Despite its undoubted achievements in other areas, the last Conservative government 1992-1997 ignored calls for constitutional reform and put forward no coherent suggestions of its own. It can be seen from the Tory 1992 manifesto that they were clearly against devolution, though had considered the need for parliamentary reform. Extracts taken from their manifesto show their views on such issues:


‘We will propose appropriate Parliamentary reforms to ensure that the House of Commons conducts its business more efficiently and effectively, taking into account the benefits of modern technology, the increasing constituency demands upon Members of Parliament and the need to attract more women to stand for election.”Nationalist plans for independence are a recipe for weakness and isolation. The costly Labour and Liberal devolution proposals for Scotland and Wales do not intend to bring about separation, but run that risk. They could feed, but not resolve, grievances that arise in different parts of Britain. The plans for devolution put forward by the other parties would have a grave impact not just on Scotland and Wales, but also on England. They propose new and costly regional assemblies in England, for which there is no demand. We will oppose all such unnecessary layers of government. The Union has brought us strength both economically and politically. Our constitution is flexible, fair and tolerant. We will fight to preserve the Union, a promise which only the Conservatives can give at this election.’

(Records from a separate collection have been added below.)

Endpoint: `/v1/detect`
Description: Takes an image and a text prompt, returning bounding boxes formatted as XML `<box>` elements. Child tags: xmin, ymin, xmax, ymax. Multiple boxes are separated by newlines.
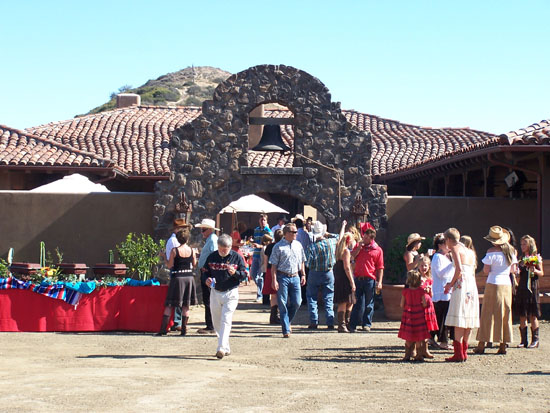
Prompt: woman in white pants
<box><xmin>202</xmin><ymin>234</ymin><xmax>247</xmax><ymax>359</ymax></box>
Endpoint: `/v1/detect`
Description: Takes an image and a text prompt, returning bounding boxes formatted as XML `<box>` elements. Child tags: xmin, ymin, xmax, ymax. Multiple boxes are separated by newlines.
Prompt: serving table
<box><xmin>0</xmin><ymin>285</ymin><xmax>168</xmax><ymax>332</ymax></box>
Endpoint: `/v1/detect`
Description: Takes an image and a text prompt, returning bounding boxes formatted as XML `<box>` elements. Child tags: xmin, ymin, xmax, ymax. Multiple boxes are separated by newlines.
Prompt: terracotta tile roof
<box><xmin>500</xmin><ymin>120</ymin><xmax>550</xmax><ymax>145</ymax></box>
<box><xmin>19</xmin><ymin>106</ymin><xmax>502</xmax><ymax>178</ymax></box>
<box><xmin>26</xmin><ymin>106</ymin><xmax>201</xmax><ymax>177</ymax></box>
<box><xmin>258</xmin><ymin>110</ymin><xmax>499</xmax><ymax>177</ymax></box>
<box><xmin>348</xmin><ymin>111</ymin><xmax>499</xmax><ymax>178</ymax></box>
<box><xmin>0</xmin><ymin>125</ymin><xmax>115</xmax><ymax>168</ymax></box>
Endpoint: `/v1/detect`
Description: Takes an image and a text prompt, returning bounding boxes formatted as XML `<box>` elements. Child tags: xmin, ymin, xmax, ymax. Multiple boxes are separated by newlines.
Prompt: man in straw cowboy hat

In the Tory Party’s 1997 manifesto such devolution plans for Scotland and Wales are still strongly opposed. Plans to resist moves to a European federal state, to safeguard national interests by staying out of the single European currency and to adopt a wait-and-see approach are also expressed.

In a speech to the Labour Party Conference on 4th October 1994, Tony Blair stated that the party’s programme of constitutional reform was ‘the biggest programme of change to democracy ever proposed’. In keeping with this claim, the new government introduced 12 constitutional bills in the first parliamentary session after its election victory in 1997, which in itself was an extraordinary achievement. New Labour’s programme of constitutional reforms developed during the 1990’s and formed a central part of the 1997 manifesto commitments. There were four main themes:

1.The modernisation of political institutions – the main candidates have been both Houses of Parliament, the civil service and local government.

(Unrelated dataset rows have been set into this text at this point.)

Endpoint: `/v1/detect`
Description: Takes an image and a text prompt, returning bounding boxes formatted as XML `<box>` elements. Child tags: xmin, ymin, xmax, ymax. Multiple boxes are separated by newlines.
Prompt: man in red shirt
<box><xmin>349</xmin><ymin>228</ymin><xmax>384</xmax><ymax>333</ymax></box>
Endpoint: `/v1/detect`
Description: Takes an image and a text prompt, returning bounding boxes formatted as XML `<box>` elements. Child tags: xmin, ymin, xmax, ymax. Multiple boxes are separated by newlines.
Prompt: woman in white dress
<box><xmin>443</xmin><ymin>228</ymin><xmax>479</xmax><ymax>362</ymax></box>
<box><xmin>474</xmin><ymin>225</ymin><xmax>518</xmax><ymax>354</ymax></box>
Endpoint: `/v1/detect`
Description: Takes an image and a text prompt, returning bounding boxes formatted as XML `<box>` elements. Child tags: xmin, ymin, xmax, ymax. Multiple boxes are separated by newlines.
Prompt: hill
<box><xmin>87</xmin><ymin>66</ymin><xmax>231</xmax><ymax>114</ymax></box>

2. Greater democratisation of the political system – in particular, this has been directed at increased popular participation in institutions and the decision-making process. The acceptance of the use of referendums and other forms of direct democracy are the principal initiatives, but there has also been some movement towards electoral reform and a number of other, less heralded, proposals.

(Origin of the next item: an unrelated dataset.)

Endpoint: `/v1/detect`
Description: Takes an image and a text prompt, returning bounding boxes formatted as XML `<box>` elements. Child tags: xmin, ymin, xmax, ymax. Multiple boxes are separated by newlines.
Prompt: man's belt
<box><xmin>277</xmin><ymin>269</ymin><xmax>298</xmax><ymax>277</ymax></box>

3. The decentralisation of powers from Westminster and Whitehall – naturally devolution was at the forefront of this process, but there has also been talk of greater powers for local government and even the introduction of regional government in England.

4. Improving and safeguarding individual and minority rights – the flagship for this has been the Human Rights Act, which came into force on 2nd October 2000.


Constitutional reforms that have been introduced



The ratifying of the Maastricht Treaty raised questions about Britain’s sovereignty. What many saw as an erosion of civil liberties suggested the advantages of a Bill of Rights. The centralisation of power (the reduction of the powers of local government, for example) and the increasing use of un-elected quangos led to calls for greater democracy and accountability. The uncovering of miscarriages of justice led to calls for judicial reform. Corruption in the House of Commons and criticisms of its unrepresentative make-up led to calls for the modernisation of parliamentary procedures.



Referendums (Scotland and Wales) Act 1997.

Government of Wales Act 1998.

Scotland Act 1998.

Northern Ireland (Elections) Act 1998.

Northern Ireland Act 1998.

Regional Development Agencies Act 1998.

Incorporation of European Convention on Human Rights: Human Rights Act 1998.

Electoral reform: Registration of Political Parties Act 1998.

Elected Mayors: Greater London Authority Referendum Act 1998.


Lords reform: House of Lords Act 1999.

Electoral reform: European Parliamentary Elections Act 1999.

Elected Mayor for London: Greater London Authority Act 1999.


Local government reform: Local Government Act 2000.

Freedom of Information: Freedom of Information Act.

Controls on Party Funding: Political Parties, Elections and Referendums Bill.

Northern Ireland: Disqualification Bill.